Summary: A look at some of the latest issues surrounding the European Patent Office, whose insistence on denying the problems and instead attacking those who bring up legitimate concerns, will spell its doom
THE Administrative Council must act. It must act fast. Battistelli "will end up standing at the top of a pile of organizational rubble," The Register said this week, alluding to Battistelli's ambitions of power at the expense of the integrity of the EPO. WIPR wrote about the subject at least twice this month (so far) and one person noted: "What are the odds that WIPR will get by a DDOS attack soon …"
Well,
IP Watch was recently down for a very long time (almost a day) and readers of ours suspected it was due to DDOS, so we asked them about it. Some speculated it may have been DDOS due to their reporting on EPO matters, but they told us this was not the case. As a reminder to all readers, at least 3 sites that regularly write about the EPO or its managers have come under repeated, chronic attacks, so this seemingly flippant response isn't trivially reducible to paranoia. All those sites also received legal threats from the EPO or its managers.
The EPO is in an agonising process of collapse. It's sad that it had to come to this and as
The Register put it, "organizational rubble" may be the end result. Currently, as we noted earlier this week, the
EPO is replacing staff with interns (we gave another example of this yesterday) and here comes the EPO again,
reaffirming this belief with a
'job' advertisement (not really a job but an internship;
warning:
epo.org
link). "Learning by doing," they call it, "this programme involves working on actual case files & running prior-art searches..."

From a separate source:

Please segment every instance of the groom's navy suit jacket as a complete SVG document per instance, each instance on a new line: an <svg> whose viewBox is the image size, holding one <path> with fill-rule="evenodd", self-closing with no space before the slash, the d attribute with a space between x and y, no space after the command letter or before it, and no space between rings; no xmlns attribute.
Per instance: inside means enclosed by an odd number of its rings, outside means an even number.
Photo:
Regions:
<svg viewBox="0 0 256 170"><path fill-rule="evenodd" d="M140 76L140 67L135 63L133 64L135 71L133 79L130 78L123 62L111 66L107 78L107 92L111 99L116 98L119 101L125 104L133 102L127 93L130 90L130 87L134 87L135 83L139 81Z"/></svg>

Imagine how low the pay will be. The EPO under Battistelli is certainly racing to the bottom, both in Europe and internationally. Patent quality is just one among several aspects of rapid decline and
software patents seem to be entering Europe not through national patent offices but through the EPO, which is acting in defiance of European authorities and their clear instructions to the EPO.
Here again is the
EPO pushing software patents. To quote: "Looking forward to tomorrow's [today's] @EPOorg conference on #industry40, #IoT and #patents - Who will be there as well? http://bit.ly/2edht4A pic.twitter.com/EWMtUE37I0"

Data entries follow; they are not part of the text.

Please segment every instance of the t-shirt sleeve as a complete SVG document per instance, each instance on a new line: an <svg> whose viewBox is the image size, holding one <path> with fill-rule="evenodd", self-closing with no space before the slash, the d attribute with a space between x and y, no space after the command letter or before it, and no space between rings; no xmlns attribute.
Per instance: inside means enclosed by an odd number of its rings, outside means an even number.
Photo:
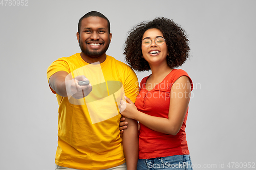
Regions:
<svg viewBox="0 0 256 170"><path fill-rule="evenodd" d="M179 79L181 76L186 76L188 78L191 85L191 91L192 91L192 90L193 89L193 83L192 82L192 80L188 76L188 74L186 71L181 69L176 70L176 71L174 73L173 76L172 76L171 82L172 83L171 84L173 84L173 83L174 83L176 81L176 80L177 80L178 79Z"/></svg>
<svg viewBox="0 0 256 170"><path fill-rule="evenodd" d="M139 82L138 78L132 69L129 68L124 82L124 89L125 96L135 103L139 93Z"/></svg>
<svg viewBox="0 0 256 170"><path fill-rule="evenodd" d="M57 93L51 88L49 84L49 81L51 76L55 73L60 71L65 71L69 74L70 72L69 65L67 60L66 60L66 57L62 57L55 61L47 69L47 75L48 84L52 92L54 94L56 94Z"/></svg>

The software patents proponents are going to this EPO event that promotes software patents (see event's description) and one of them, Bastian Best (nice person by the way),
told his followers: "Looking forward to tomorrow's @EPOorg conference on #industry40, #IoT and #patents - Who will be there as well? http://bit.ly/2edht4A"
He later
told me: "EPOorg joined by many #founders, #entrepreneurs and #companies large&small who protect their inventions with #patents"
Benjamin Henrion corrected him by
saying "those are called trolls." Maybe an exaggeration there, but no doubt the event won't attract actual developers but those trying to prey on or tax them. As Henrion put it on
an earlier occasion, "yet another echo chamber?"
Well, yes, for sure.
Patent scope at the EPO has truly gone bonkers under Battistelli, who measures "production" (a
commercial term) not in terms like patent quality, improving reputation etc. He just wants an assembly line manned by drones like interns, who cannot distinguish between novelty and gobbledygook.
Here is
another new article from yesterday, about yet another area (not software) where the EPO simply ignores the European Commission/Parliament and patents the craziest things:
LSPN 2016: EPO patent director talks about patentability of plants
Heli Pihlajamaa, director of patent law at the European Patent Office (EPO), yesterday outlined the latest developments in the area of plant patentability.
She was speaking at the Life Sciences Patents Network Europe conference hosted by Life Sciences IP Review in London.
On November 3, the European Commission adopted a notice clarifying certain articles of Directive 98/44 on the protection of biotechnological inventions.
The aspects of the directive concerned have “always been criticised by the European Parliament and by several non-governmental organisations”.
The most important one, according to Pihlajamaa, is the patentability of products obtained by essentially biologic processes. The notice said such products are unpatentable.
Although the notice is a non-binding instrument, the Court of Justice of the European Union (CJEU) has “followed such notices in their decisions”.
We are not sure why the EPO's management actually believes this is a good idea. Well, it may be good for "production" in the short term (more patents), but what will people start to think about EPs and their worth? This actually damages anyone who has been granted EPs (European patents) over the past couple of decades.
Speaking of "production", it looks as though the new bureaucracy -- not the scandals -- continues to
occupy space in legal firms' blogs/sites. "From 1 November 2016," one of them has just said, "it is necessary that both the Assignor and Assignee execute an assignment document in order for such document to be accepted as evidence of a transfer. It is believed that this change has been made in response to an acknowledgment by the EPO that the practice to date was not consistent with Article 72 EPC."
Will those new interns even manage to handle all this? It takes
years to train an examiner and as for Patent Administration, this is the department under the most stress (with suicides), so giving them more work is just about the last thing the EPO needs. Does Battistelli intend to try to
replace them too with machines? To
quote an anonymous person who is familiar with the EPO, "For the state we're in with EPO, an end would be an incredible progress."